Table BOrganizations “limited by guarantee not having share capital”
Table COrganizations “limited by guarantee having share capital”
Table DUnlimited companies “not having share capital”
Table EUnlimited companies “having share capital”

An organization can acquire any of the model Forms of the MoA referenced above, as might be pertinent to it.


Any action that is not mentioned in the MoA as scope of the organization is precluded by “doctrine of ultra vires”. Accordingly, an act which is ultra vires is void, and doesn’t cohere the organization. Likewise, the organization can’t make it valid, regardless of whether each member consents to it. It was held in the case of Rajendra Nath Dutta v. Shailendra Nath Mukherjee [5], “An act which is ultra vires is incapable of ratification is the general rule. An act which is intra vires the organization yet outside the authority of the executives might be sanctioned by the organization in appropriate form.”

This principle is intended to ensure investors and claimant of the organization. The investors can sanction the act if it is ultra vires the executives only. Also, the article can be modified by the organization in the best possible manner, if it is ultra vires the AoA.
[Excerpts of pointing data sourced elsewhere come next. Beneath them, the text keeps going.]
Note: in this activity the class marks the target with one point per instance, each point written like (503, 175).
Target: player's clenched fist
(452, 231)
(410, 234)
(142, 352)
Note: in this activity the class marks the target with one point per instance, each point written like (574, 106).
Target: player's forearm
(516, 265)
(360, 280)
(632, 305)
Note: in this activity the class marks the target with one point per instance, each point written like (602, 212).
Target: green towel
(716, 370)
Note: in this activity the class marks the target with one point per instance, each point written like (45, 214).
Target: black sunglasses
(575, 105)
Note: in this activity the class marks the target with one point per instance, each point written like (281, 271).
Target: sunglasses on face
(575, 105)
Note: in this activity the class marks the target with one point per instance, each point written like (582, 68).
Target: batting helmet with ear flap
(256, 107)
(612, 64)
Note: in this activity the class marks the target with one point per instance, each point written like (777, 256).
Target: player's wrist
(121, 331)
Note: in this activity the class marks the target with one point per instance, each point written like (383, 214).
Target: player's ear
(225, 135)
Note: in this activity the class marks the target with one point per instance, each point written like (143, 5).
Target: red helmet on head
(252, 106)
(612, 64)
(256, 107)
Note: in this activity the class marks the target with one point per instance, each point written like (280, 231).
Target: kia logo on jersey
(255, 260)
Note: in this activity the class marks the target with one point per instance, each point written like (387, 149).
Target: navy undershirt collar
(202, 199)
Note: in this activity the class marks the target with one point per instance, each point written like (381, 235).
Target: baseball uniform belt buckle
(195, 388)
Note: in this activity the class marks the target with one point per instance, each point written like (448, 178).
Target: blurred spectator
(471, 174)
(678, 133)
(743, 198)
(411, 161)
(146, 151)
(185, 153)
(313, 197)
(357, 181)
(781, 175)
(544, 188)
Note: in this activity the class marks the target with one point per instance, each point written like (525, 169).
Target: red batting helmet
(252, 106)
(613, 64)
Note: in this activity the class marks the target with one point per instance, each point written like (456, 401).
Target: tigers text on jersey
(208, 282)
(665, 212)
MoA is of utmost significance in the incorporation of an organization. Every social obligation and scope of other similar activities ought to likewise be expressed in the MoA to give adaptability to take up new ventures as and whenever events arise. Thus, it is prudent to introduce the organization’s gamut of activities in a comprehensive way instead of referencing a specific zone of core interest.


[1] Ashbury Railway Carriage Co. v. Riche, (1875) LR 7 HL 653

[2] Cotman v. Brougham, [1918] AC 514

[3] Methodist Church vs. Union of India, (1985) 57 Comp. Cas. 443 (Bom.)

[4] T.V Krishna v. Andhra Prabha (P) Ltd., AIR 1960 AP 123

[5] Rajendra Nath Dutta v. Shailendra Nath Mukherjee, (1982) 52 Com Cases 293 (Cal.)